Mary Kay Vrba, President and CEO of Dutchess Tourism, said arts projects, like Bridge Music, are key factors in attracting visitors to the area.
“Everyone wants to come and have an experience and we have so many unique experiences that people can have here in the Hudson Valley from the arts, from history, from our food, from our landscapes; so we really have it all and there is no reason for anyone to go anywhere else,” she said. “When you look at the bridge, it’s not just a bridge but it is a musical experience. It’s a great thing and very unique.”
Vrba said Bridge Music became a reality, “because of one man’s persistence and one man’s vision and if we didn’t have vision we would perish. We all need to keep looking forward, we all need to keep visioning what we can be and who we are here in the Hudson Valley. We need to continue to think differently and when we welcome folks we need to make sure they know that this is a different place to come to because of who you are and because of the great artists we have in the valley.”

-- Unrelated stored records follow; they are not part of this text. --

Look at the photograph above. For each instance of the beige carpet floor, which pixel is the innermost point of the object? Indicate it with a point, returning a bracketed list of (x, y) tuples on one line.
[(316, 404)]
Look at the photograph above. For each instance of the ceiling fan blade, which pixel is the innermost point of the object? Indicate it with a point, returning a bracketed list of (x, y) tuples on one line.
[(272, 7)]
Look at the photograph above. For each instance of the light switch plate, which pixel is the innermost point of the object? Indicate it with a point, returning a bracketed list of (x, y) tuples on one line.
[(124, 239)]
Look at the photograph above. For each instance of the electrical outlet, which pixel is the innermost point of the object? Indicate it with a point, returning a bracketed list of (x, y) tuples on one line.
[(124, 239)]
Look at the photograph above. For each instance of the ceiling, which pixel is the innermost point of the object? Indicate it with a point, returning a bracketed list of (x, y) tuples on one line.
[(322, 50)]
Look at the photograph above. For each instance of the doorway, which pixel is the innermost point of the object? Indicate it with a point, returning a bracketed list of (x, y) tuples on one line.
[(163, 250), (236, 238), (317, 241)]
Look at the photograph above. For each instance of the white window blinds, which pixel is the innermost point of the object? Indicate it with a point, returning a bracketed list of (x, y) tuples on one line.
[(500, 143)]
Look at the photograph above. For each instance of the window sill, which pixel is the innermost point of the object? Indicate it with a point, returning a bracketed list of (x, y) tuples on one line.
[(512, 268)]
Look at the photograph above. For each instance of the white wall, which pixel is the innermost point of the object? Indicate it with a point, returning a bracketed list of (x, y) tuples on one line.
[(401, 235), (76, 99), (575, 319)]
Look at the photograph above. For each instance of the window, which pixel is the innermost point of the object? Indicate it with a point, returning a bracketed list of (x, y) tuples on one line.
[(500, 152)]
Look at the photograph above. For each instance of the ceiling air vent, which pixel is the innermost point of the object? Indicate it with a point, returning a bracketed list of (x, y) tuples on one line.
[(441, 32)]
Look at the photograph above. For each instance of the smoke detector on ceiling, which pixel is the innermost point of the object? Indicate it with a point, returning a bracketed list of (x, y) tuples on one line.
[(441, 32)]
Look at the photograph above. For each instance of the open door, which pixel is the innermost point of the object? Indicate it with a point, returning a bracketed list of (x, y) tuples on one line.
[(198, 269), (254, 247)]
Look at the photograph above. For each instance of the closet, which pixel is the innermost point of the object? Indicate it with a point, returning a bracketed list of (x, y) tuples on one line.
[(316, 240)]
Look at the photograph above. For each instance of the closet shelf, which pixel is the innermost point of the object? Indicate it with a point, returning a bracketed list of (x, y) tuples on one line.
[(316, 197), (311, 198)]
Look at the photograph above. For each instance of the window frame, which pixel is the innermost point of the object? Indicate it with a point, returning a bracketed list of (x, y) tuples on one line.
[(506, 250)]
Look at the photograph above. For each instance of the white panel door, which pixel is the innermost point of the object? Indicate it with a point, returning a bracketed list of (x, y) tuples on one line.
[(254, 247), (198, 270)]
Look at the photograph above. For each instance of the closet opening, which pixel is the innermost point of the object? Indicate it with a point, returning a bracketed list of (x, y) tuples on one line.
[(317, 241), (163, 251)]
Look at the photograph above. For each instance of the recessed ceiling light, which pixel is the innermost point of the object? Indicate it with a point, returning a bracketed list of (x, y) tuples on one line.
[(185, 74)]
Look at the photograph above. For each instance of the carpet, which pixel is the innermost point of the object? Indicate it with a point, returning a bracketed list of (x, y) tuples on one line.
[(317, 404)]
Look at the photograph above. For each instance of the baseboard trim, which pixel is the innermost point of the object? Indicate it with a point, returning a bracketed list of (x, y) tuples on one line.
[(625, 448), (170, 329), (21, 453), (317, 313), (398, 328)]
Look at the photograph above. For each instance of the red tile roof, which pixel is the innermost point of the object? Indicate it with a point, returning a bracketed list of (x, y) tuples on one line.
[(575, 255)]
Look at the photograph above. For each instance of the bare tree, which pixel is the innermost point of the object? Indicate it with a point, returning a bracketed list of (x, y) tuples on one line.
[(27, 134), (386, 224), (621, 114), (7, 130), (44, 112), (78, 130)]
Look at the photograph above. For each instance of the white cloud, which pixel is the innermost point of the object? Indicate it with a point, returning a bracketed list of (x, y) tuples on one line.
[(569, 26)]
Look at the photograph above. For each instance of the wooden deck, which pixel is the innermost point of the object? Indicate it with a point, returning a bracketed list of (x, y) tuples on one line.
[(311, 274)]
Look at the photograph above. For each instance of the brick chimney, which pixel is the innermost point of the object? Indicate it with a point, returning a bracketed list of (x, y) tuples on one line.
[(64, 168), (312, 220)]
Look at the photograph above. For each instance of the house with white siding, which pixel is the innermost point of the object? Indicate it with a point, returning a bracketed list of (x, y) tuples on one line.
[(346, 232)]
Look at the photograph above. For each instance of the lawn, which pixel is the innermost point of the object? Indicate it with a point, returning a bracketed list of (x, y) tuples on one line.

Composer Joseph Bertolozzi said it is incredible to be back at the bridge a decade later and it is, “due to all you people who continue to come and support this music...I have been fortunate that there have been many who wanted Bridge Music to succeed even when it seemed like some kind of alternate reality.”
Bertolozzi thanked the NYS Bridge Authority, the Town of Lloyd, NYS Parks and Recreation, D’Arcangelo & Company Accountants, ProPrint, iHeart Media Inc. of the Hudson Valley, Vassar Temple, the City of Poughkeepsie, Drake Loeb Attorneys at Law, the Dutchess Chamber of Commerce, P&D Electric, Andrea and Paul Simonelli, Gloria Turk, Dr. Walter Engel, Jim and Amy Thrasher and Modjeski & Masters [original designers of the bridge] who all wanted Bridge Music to be successful.
“No one can be successful unless there are others who want you to be successful. I thank all of them and I thank all of you. So lets cut that ribbon and launch the next ten years,” he concluded.
Everyone in attendance received a drum stick they used to join in with the recorded Bridge Music out at the western tower of the Mid Hudson Bridge.
Later in the day a film was shown at Vassar Temple about the evolution of the Bridge Music Project and at 9 a.m., despite the rain, Bridge Music was played as the necklace lights on the bridge pulsed and changed color in honor of the 10 year anniversary.
Chris Steber, Acting Deputy Chief of Staff of the NYS Bridge Authority, attended the ribbon cutting ceremony.
“It was a really nice celebration marking ten years of a very unique and noteworthy public art project,” he said. “It’s one of those things you have to actually go there and experience for yourself.”